3. Mentor
In business, quality mentorship is the difference between rookies and veterans, good players and all-stars, dynasties and the LA Clippers. The best way to maximize talent is to take it under your wing and nurture it. Mentorship is investment, pure and simple. Here are a few examples of different types of mentors and how they helped me:
Lynette
I had three great mentors in my career; my first was “Lynette.” Lynette was one of very few black ad women in the ‘70s and ‘80s. She worked at places like Leo Burnett, had great success as a marketing consultant before becoming a professor at my alma mater.

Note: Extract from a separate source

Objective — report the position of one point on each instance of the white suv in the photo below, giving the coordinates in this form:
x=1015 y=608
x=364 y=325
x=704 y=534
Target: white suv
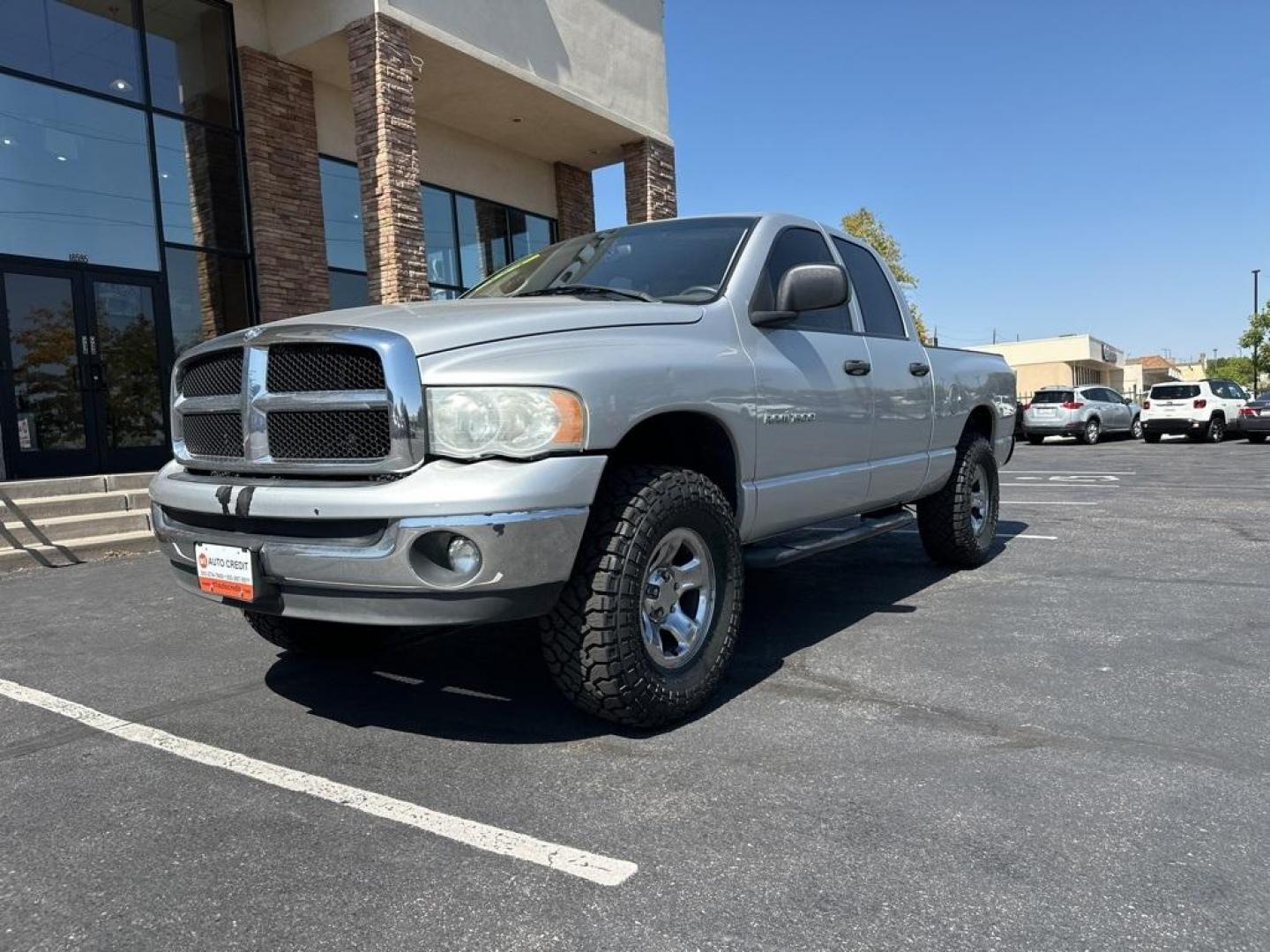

First time I met her was a Monday morning, 9 a.m. freshman Intro to Advertising. After an hour of no teacher and 65 students chirping about walking out, Lynette walks in, slams some books on a desk and yells, Hey! Anybody got a cigarette?! It was classic.

We all hit the hallway for a smoking break—indoor smoking on campus was still legal in the early 1990s. (We didn’t have many ashtrays so we just used the carpeting—it looked like rotted Swiss cheese. The only place you really couldn’t smoke was in the classrooms, but the cigarette butts under the partially melted plastic seats told otherwise.) Over a few Marlboros she told me about her days in the ad industry. And after weeks of “here’s a product, make up an ad” assignments, she says, “You can do this for a living you know…”
“Do what?”
“Advertising. You can do advertising for living.”
Besides her I didn’t really think black people did advertising; like most aspects of business, it just seemed like something only that whites were allowed to do. I hadn’t heard of Tom Burrell, Jo Muse, Carol H. Williams or anyone like that. I knew Spike Lee’s Mars Blackmon commercials but that was about it.
People make money in marketing, lots of money, she noted. And since I was black, she said I could bring a perspective that most weren’t used to. (I think I was the only black student in the class so she took an interest in me.) You’re good enough to do this. You should try it, she’d say. My parents, God love ‘em, always told me I could be anything I wanted. But Lynette told me I could be something specific.
So I hit the campus library and loaded up on every business publication from Advertising Age and Brandweek to the Wall Street Journal. She started schooling me on all things “business,” including race and gender politics. She figured I’d have it easer than her, partly because times change, partly because I was male, mostly because she thought I could be really good. Anyway, Lynette’s a big reason why you’re reading this book.
(Thank you, Lynette.)
Word to Hal…
Professor “Hal Rallen” ran my college’s advertising curriculum. He eventually replaced Lynette as my mentor—figure as she got busier and I got older. He schooled me a lot on being a black male in business. He was a big reason I stayed with copywriting as opposed to going account-side or client side. Where Lynette was very strategic and product attribute-driven, Hal was more creative—he’d been a commercial producer for years. He liked the eye-catching, entertainment approach to selling, which kept me interested. He also hooked me up with “Brenda,” my very first headhunter and got me my first big agency job. (She saw my race as an asset when most didn’t.)